A separate phase 3 head-to-head in Japanese patients with type 2 diabetes compared once-weekly dulaglutide with once-daily liraglutide over 52 weeks and reported a significantly larger HbA1c reduction with dulaglutide in that population (Inagaki 2016). Beyond these randomized head-to-head trials, the comparative literature has been extended by real-world cohort studies and observational meta-analyses, including comparative work in Asian T2D cohorts and comparative cardiovascular/renal outcome analyses, which broadly find the two drugs deliver similar glycemic effect with route-, schedule-, and adherence-driven practical differences rather than a clean efficacy gap. Both compounds also appear as comparator arms in network meta-analyses anchored on semaglutide and tirzepatide.

Safety profile comparison

The two drugs share the GLP-1 class safety profile. Gastrointestinal adverse events — nausea, vomiting, diarrhea — are the most common and dose-limiting; for both agents these are most pronounced during the initial titration weeks and attenuate with continued treatment. In REWIND, nausea occurred in 10.3% of dulaglutide-treated patients versus 5.0% on placebo, and diarrhea in 12.8% versus 10.4%; pancreatitis events were balanced between arms and no excess thyroid malignancy was seen (Gerstein 2019). The AWARD program reported a similar GI-predominant profile for dulaglutide, with low background hypoglycemia rates except when combined with insulin or sulfonylureas (Jendle 2016). Liraglutide's published safety experience covers nausea, vomiting, diarrhea and constipation across SCALE, LEAD and LEADER, with the boxed thyroid C-cell tumor warning, pancreatitis caution, and gallbladder-related adverse events shared as a class signal across both molecules (Knudsen 2019). Both carry the class boxed warning against use in patients with a personal or family history of medullary thyroid carcinoma or multiple endocrine neoplasia type 2. Injection-site reactions occur more often with daily liraglutide than with weekly dulaglutide, simply as a function of injection frequency.
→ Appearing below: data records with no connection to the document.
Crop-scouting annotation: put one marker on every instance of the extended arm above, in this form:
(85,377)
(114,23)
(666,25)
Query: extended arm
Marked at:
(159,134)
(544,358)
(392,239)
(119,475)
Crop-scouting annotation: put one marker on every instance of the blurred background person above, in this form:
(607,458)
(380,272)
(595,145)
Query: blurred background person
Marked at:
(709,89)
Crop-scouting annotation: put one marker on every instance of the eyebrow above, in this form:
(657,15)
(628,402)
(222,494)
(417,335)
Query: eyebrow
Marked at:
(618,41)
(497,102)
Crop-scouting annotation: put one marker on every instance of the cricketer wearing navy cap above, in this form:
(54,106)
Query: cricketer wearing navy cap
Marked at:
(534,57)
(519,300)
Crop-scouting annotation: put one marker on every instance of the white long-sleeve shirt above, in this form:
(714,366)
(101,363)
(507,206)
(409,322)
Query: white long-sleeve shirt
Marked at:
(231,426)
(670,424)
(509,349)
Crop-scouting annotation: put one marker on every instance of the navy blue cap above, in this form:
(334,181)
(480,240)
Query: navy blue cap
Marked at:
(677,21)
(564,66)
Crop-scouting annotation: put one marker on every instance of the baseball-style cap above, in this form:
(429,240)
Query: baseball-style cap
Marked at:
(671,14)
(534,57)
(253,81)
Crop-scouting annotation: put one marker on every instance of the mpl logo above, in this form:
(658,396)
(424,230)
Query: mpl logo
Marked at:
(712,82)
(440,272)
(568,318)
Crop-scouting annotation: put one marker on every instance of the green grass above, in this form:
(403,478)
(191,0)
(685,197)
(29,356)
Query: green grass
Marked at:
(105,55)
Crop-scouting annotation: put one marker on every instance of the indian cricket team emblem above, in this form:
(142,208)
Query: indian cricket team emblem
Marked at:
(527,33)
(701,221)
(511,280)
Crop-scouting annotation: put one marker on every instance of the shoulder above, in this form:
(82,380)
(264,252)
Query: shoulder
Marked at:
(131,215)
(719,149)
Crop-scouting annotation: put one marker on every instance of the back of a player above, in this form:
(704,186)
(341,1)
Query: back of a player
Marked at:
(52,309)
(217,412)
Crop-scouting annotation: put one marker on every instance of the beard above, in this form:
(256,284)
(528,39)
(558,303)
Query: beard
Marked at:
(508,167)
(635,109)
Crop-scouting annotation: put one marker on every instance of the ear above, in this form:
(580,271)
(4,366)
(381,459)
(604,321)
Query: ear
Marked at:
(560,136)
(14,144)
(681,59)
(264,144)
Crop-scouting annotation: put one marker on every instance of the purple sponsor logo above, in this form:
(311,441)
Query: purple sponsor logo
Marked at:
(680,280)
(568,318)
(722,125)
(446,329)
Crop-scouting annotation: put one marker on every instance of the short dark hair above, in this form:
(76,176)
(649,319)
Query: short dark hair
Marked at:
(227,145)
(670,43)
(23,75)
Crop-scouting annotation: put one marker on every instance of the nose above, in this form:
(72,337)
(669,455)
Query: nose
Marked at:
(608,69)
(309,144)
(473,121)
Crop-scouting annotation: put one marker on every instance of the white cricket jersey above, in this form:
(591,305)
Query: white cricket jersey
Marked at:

A practical safety/tolerability dimension that does separate the two is dosing schedule: weekly dulaglutide delivered through a prefilled, hidden-needle autoinjector reduces injection burden compared with daily liraglutide. Population-level adherence and persistence studies referenced in the comparative literature consistently favor once-weekly over once-daily injectable GLP-1 receptor agonists in T2D care.

Indication overview

Liraglutide is FDA-approved for adults and pediatric patients aged 10 and older with type 2 diabetes (Victoza, 2010) and for chronic weight management in adults and adolescents aged 12–17 (Saxenda, 2014); it was the first GLP-1 receptor agonist with an obesity indication and the first with a demonstrated reduction in major adverse cardiovascular events in a dedicated outcomes trial (Knudsen 2019). Dulaglutide is FDA-approved for glycemic control in adults with type 2 diabetes (Trulicity, September 2014); a cardiovascular risk reduction indication was added in 2020 on the basis of REWIND, which extended the cardiovascular benefit signal to a T2D population that included patients without established cardiovascular disease at baseline (Gerstein 2019). Dulaglutide does not have an approved indication for chronic weight management. Where weekly versus daily injection cadence, the presence or absence of an obesity indication, the availability of a pediatric/adolescent label, and the breadth of the cardiovascular outcomes evidence are clinically relevant considerations, the contrast between the two molecules sits primarily along those structured-indication axes rather than along a single efficacy gradient.